Старые времена на Миссисипи - [3]
Если бы тряпичник предложил выполнить дипломатическое поручение императора всероссийского, тот, наверно, удивился бы меньше, чем старший помощник. Он даже ругаться перестал. Он остановился и выпучил на меня глаза. Прошло не меньше десяти секунд, прежде чем он опомнился. Затем он выразительно сказал: "Ну и чертовщина, будь я проклят!.." - и вернулся к своему делу с видом человека, который столкнулся с задачей абсолютно неразрешимой.

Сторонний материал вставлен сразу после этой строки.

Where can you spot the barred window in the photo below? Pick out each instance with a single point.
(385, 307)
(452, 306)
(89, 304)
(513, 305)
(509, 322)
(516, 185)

Я тихо смылся и остаток дня провел в полном одиночестве. Я не пошел обедать и воздерживался от ужина, покуда остальные не кончили. Я уже больше не чувствовал себя членом пароходной семьи, как раньше. Но бодрость постепенно вернулась ко мне, когда мы снова двинулись вниз по течению. Мне было жаль, что я так ненавидел помощника, так как нельзя было человеку (особенно молодому) не восхищаться им. Он был громадного роста и мускулистый, с лицом, сплошь заросшим бородой и усами. На правой руке у него были вытатуированы красная женщина и синяя, а между ними - синий якорь с красным канатом. По части ругани он был велик и неподражаем. Когда он принимал груз на пристани, я всегда старался поместиться так, чтобы видеть и слышать его. Он был преисполнен величием своего положения и старался дать почувствовать это всему миру. Самый простой его приказ уподоблялся вспышке молнии, за которой следовал раскатистый гром ругани. Невольно я сравнивал приказание, отданное простым человеком на суше, с командой помощника. Если бы сухопутный человек захотел передвинуть сходни немного подальше, он сказал бы: "Ну-ка, Джон, или Уильям, передвинь-ка, пожалуйста, эту доску!" Но поставьте на его место помощника капитана, и он наверняка заорет: "Эй, там, двиньте-ка эту доску! Живее! Чего копаетесь? Да беритесь же! Ну, чего еще? Назад, наз-ад! Оглохли, что ли? Разнеси тебя вдребезги! Ты, что, спать на ней, что ли, собираешься? Подымай, подымай, слышишь? Ты, что же, хочешь ее свалить совсем? Куда тебя несет с этой бочкой? Убери ее, убери, говорят тебе, пока я тебя не заставил ее слопать, распроклятый ты недоносок заморенной черепахи! Ублюдок хромой клячи от катафалка!"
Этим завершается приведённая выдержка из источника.